[PATCH] D41062: [X86] Legalize v2i32 via widening rather than promoting

Tue Jan 23 05:52:49 PST 2018

RKSimon added a comment.

Some random minor comments, but I'm not great on calling conventions and what issues we might encounter with this change.

================
Comment at: lib/Target/X86/X86ISelLowering.cpp:25059

-    if (ExperimentalVectorWideningLegalization) {
+    if (ExperimentalVectorWideningLegalization || DstVT == MVT::v2i32) {
       // If we are legalizing vectors by widening, we already have the desired
----------------
Is there a helper function we should be using instead of this?

================
Comment at: test/Analysis/CostModel/X86/sitofp.ll:73

-  ; SSE2: cost of 20 {{.*}} sitofp <2 x i32>
+  ; SSE2: cost of 40 {{.*}} sitofp <2 x i32>
   ; AVX1: cost of 4 {{.*}} sitofp <2 x i32>
----------------
What happened?
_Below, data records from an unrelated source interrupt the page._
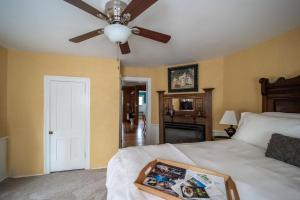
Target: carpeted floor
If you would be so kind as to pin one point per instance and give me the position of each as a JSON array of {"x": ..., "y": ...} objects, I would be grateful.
[{"x": 71, "y": 185}]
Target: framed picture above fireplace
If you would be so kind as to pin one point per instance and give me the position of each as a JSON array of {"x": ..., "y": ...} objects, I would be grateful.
[{"x": 183, "y": 78}]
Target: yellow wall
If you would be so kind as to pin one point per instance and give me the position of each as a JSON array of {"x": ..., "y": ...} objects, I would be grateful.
[
  {"x": 25, "y": 104},
  {"x": 210, "y": 75},
  {"x": 235, "y": 77},
  {"x": 272, "y": 59},
  {"x": 3, "y": 71}
]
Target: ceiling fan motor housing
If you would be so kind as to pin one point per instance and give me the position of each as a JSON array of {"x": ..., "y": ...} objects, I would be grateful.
[{"x": 114, "y": 10}]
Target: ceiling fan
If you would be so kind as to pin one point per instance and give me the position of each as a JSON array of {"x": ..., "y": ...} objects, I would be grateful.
[{"x": 118, "y": 14}]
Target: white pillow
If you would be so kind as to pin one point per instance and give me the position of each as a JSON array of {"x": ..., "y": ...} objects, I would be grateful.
[
  {"x": 257, "y": 129},
  {"x": 283, "y": 115}
]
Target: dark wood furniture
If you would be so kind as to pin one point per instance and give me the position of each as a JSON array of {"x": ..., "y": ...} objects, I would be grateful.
[
  {"x": 281, "y": 96},
  {"x": 200, "y": 115},
  {"x": 130, "y": 102}
]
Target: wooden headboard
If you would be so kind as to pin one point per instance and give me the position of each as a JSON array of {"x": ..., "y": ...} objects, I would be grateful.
[{"x": 281, "y": 96}]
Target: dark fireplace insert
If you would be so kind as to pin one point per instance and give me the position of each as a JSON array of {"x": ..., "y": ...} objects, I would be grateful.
[{"x": 183, "y": 133}]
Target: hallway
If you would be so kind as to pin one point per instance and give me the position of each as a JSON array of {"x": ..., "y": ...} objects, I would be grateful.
[{"x": 132, "y": 135}]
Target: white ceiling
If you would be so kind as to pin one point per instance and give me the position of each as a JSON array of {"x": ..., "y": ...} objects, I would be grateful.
[{"x": 200, "y": 29}]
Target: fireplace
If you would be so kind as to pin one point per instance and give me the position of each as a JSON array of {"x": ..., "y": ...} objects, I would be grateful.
[{"x": 183, "y": 133}]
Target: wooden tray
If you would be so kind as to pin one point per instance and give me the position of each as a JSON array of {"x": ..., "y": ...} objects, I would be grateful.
[{"x": 232, "y": 193}]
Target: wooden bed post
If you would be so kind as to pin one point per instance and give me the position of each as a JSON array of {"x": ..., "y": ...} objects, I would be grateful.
[
  {"x": 264, "y": 82},
  {"x": 208, "y": 114},
  {"x": 161, "y": 115}
]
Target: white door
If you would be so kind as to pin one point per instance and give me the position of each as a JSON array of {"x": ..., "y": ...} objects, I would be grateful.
[{"x": 68, "y": 124}]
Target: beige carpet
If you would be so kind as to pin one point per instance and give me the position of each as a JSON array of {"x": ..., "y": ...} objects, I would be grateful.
[{"x": 71, "y": 185}]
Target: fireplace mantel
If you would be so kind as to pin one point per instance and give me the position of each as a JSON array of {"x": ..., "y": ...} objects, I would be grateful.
[{"x": 198, "y": 111}]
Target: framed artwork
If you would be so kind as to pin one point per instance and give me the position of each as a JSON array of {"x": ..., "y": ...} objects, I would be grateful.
[{"x": 183, "y": 79}]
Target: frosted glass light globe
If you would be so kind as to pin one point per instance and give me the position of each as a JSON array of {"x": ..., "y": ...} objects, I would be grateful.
[{"x": 117, "y": 33}]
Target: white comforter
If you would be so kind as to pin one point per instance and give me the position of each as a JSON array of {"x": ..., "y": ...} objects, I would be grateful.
[{"x": 256, "y": 177}]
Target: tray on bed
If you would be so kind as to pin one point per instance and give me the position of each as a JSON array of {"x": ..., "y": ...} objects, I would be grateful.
[{"x": 169, "y": 172}]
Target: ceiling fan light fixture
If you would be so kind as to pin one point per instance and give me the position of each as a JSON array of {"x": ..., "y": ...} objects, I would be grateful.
[{"x": 117, "y": 33}]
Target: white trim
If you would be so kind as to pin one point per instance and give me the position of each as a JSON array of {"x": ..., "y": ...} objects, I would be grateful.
[
  {"x": 25, "y": 176},
  {"x": 148, "y": 82},
  {"x": 3, "y": 158},
  {"x": 47, "y": 80}
]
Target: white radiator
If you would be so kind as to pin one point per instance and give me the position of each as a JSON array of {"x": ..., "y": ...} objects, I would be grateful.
[{"x": 3, "y": 158}]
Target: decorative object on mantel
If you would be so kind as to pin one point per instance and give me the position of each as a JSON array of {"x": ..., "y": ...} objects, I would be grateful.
[
  {"x": 185, "y": 117},
  {"x": 183, "y": 78},
  {"x": 229, "y": 118}
]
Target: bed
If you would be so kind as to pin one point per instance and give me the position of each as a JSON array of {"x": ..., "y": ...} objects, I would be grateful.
[{"x": 256, "y": 176}]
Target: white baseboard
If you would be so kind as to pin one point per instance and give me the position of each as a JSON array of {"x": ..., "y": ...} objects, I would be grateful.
[
  {"x": 25, "y": 176},
  {"x": 95, "y": 168},
  {"x": 3, "y": 158}
]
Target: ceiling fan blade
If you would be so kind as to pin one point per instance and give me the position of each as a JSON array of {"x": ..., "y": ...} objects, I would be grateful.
[
  {"x": 160, "y": 37},
  {"x": 87, "y": 36},
  {"x": 125, "y": 48},
  {"x": 87, "y": 8},
  {"x": 136, "y": 7}
]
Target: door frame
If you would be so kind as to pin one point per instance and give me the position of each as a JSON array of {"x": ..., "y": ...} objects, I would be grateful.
[
  {"x": 47, "y": 80},
  {"x": 149, "y": 92}
]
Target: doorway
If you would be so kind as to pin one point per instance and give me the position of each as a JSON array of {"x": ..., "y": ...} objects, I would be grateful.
[
  {"x": 67, "y": 123},
  {"x": 136, "y": 111}
]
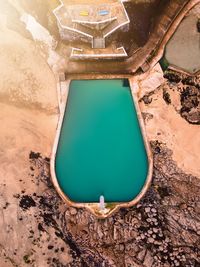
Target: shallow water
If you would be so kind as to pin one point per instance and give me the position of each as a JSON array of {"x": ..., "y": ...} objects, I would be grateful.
[{"x": 101, "y": 149}]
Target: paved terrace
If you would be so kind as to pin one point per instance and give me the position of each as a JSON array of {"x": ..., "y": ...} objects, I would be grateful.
[
  {"x": 92, "y": 25},
  {"x": 150, "y": 53}
]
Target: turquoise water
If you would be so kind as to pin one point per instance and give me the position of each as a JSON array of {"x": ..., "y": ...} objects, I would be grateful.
[{"x": 101, "y": 149}]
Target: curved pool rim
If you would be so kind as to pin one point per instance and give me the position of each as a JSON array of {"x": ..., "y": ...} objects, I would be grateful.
[{"x": 94, "y": 207}]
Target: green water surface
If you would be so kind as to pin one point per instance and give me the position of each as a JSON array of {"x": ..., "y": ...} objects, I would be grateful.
[{"x": 101, "y": 149}]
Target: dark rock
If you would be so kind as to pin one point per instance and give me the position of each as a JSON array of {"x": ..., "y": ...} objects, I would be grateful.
[
  {"x": 172, "y": 77},
  {"x": 27, "y": 202}
]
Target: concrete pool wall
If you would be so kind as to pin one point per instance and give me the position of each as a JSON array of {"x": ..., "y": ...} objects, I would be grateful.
[{"x": 94, "y": 206}]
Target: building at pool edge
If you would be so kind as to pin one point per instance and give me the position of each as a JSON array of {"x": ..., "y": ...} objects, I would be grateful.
[
  {"x": 94, "y": 207},
  {"x": 147, "y": 56},
  {"x": 86, "y": 23}
]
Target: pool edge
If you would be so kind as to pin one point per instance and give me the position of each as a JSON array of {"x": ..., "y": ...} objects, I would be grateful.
[{"x": 94, "y": 207}]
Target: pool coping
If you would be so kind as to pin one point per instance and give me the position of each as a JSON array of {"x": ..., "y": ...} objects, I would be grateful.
[{"x": 94, "y": 207}]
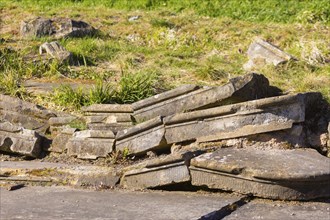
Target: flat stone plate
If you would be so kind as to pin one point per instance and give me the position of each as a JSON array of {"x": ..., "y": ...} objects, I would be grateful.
[{"x": 276, "y": 165}]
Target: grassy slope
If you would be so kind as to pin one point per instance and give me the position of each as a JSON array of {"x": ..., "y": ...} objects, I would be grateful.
[{"x": 179, "y": 42}]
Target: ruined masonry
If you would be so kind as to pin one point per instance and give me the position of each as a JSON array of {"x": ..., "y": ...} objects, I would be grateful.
[{"x": 243, "y": 136}]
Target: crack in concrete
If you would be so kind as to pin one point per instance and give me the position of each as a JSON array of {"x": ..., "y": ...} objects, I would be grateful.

This is way out!

================
Comment at: test/Analysis/CostModel/X86/uitofp.ll:73

-  ; SSE2: cost of 20 {{.*}} uitofp <2 x i32>
+  ; SSE2: cost of 40 {{.*}} uitofp <2 x i32>
   ; AVX1: cost of 6 {{.*}} uitofp <2 x i32>
----------------
Again, way too high

================
Comment at: test/CodeGen/X86/2012-01-18-vbitcast.ll:7
+; CHECK:       # %bb.0:
+; CHECK-NEXT:    movdqa (%rcx), %xmm0
+; CHECK-NEXT:    psubd (%rdx), %xmm0
----------------
I think this is OK, but it still makes me nervous. We go from accessing 64-bits to 128-bits per argument.

================
Comment at: test/CodeGen/X86/avx2-masked-gather.ll:772
+; X86-NEXT:    movl {{[0-9]+}}(%esp), %eax
+; X86-NEXT:    vmovd {{.*#+}} xmm2 = mem[0],zero,zero,zero
+; X86-NEXT:    vpinsrd $1, 4(%eax), %xmm2, %xmm2
----------------
zvi wrote:
> Any way to easily fix vmovd+vpinsrd -> vmovq?
Yes - why didn't EltsFromConsecutiveLoads convert this to a i64 VZEXT_LOAD (VMOVQ)?

================
Comment at: test/CodeGen/X86/avx2-masked-gather.ll:725
+; X86-NEXT:    vzeroupper
 ; X86-NEXT:    retl
 ;
----------------
Ouch

================
Comment at: test/CodeGen/X86/known-signbits-vector.ll:19
+; X64-NEXT:    vpshufd {{.*#+}} xmm0 = xmm0[0,2,2,3]
 ; X64-NEXT:    vcvtdq2pd %xmm0, %xmm0
 ; X64-NEXT:    retq
----------------
Regression

https://reviews.llvm.org/D41062